As we dismounted our Suzuki his tone began to change. '¡Documentos por favor!' he barked out. We handed him our documents, which had previously passed the scrutiny of numerous police and millitary personnel.
He flipped through the papers. '¿Donde esta seguro?' he questioned. Seguro? (third party insurance) we thought, what seguro? Nothing had been mentioned to us at customs and immigration or for that matter by anyone since! We both looked at him dumbfounded.
He went on to explain that it was necessary to purchase insurance in Colombia. Our guide book had vaguely mentioned third party insurance, however, from what we had read, we considered that it was not compulsory and we had put it out of our minds.
We both continued to act dumb. Grant with below average Spanish and Jules with her Spanish quickly deteriorating the Officer steadfastly held on to our documents while demanding we go to the nearest town, one hour away, to purchase insurance. We questioned him 'Can we buy insurance there?' To which he replied 'No lo se' (I dont know).... not very reassuring for a two hour return ride!
Sheltering from the rain after the police check
Asking if we could pay an 'on-the-spot fine' he looked at us quite daunted by the prospect of giving us a ticket, even though the fine book sat plainly on the bonnet of his vehicle.
All three of us stood about in the hot sun for about thirty minutes or so.

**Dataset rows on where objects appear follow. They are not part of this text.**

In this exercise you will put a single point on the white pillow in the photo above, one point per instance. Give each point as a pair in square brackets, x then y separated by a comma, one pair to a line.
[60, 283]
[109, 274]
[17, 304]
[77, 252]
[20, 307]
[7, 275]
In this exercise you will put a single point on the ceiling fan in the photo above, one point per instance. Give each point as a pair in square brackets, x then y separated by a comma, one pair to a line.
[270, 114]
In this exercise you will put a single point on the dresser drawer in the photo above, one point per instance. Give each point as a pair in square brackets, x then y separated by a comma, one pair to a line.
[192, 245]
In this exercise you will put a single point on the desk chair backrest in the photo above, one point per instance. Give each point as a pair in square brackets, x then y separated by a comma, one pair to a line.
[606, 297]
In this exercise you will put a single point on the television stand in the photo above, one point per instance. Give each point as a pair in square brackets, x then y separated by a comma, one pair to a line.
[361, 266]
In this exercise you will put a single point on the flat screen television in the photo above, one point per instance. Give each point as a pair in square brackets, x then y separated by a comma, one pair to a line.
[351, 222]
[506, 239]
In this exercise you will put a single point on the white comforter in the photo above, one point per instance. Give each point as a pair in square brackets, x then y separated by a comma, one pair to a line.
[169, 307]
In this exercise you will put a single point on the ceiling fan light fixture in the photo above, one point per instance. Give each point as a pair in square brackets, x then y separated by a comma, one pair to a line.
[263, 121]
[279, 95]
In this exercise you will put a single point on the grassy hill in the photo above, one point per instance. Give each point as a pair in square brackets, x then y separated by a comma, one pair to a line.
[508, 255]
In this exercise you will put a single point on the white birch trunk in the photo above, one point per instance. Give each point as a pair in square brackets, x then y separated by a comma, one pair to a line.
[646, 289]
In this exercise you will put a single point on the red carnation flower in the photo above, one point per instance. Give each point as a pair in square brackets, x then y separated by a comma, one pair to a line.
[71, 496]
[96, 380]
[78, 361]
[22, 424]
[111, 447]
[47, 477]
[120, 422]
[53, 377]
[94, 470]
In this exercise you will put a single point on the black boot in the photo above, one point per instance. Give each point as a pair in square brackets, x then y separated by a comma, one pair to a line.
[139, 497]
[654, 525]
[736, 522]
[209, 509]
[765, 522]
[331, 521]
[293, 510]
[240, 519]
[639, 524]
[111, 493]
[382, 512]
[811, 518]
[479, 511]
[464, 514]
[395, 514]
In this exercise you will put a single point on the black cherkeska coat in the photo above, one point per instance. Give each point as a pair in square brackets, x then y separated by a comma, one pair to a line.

He continuing his demands, we continuing to plead ignorance. Julie began to feign a fainting spell while Grant appeared more anxious. Eventually Grant asked, with as much politeness as he could muster, for the documents and to our surprise the officer handed them back.
We milled about for a few minutes while the officer answered his cell phone, half way through his phone conversation he looked over to us and dismissed us with a wave of his hand. We were on the bike and dissapearing down the road in record time.
Truck Crash - Caucasia
The Colombian temporary importation process is quite easy, however, very time consuming, taking us approximately 5 hours.
* Before leaving the airport go to the DIAN Office to declare the bike and complete their paperwork.
* Go to the Freight Agent (in this case we used Girag) for the necessary customs paperwork (make sure they give you all of it as Customs will send you back).
* Walk across to customs and fill in papers, make copies of title, rego, licence, passport etc etc etc.
* Return to Girag and wait for Customs Inspection.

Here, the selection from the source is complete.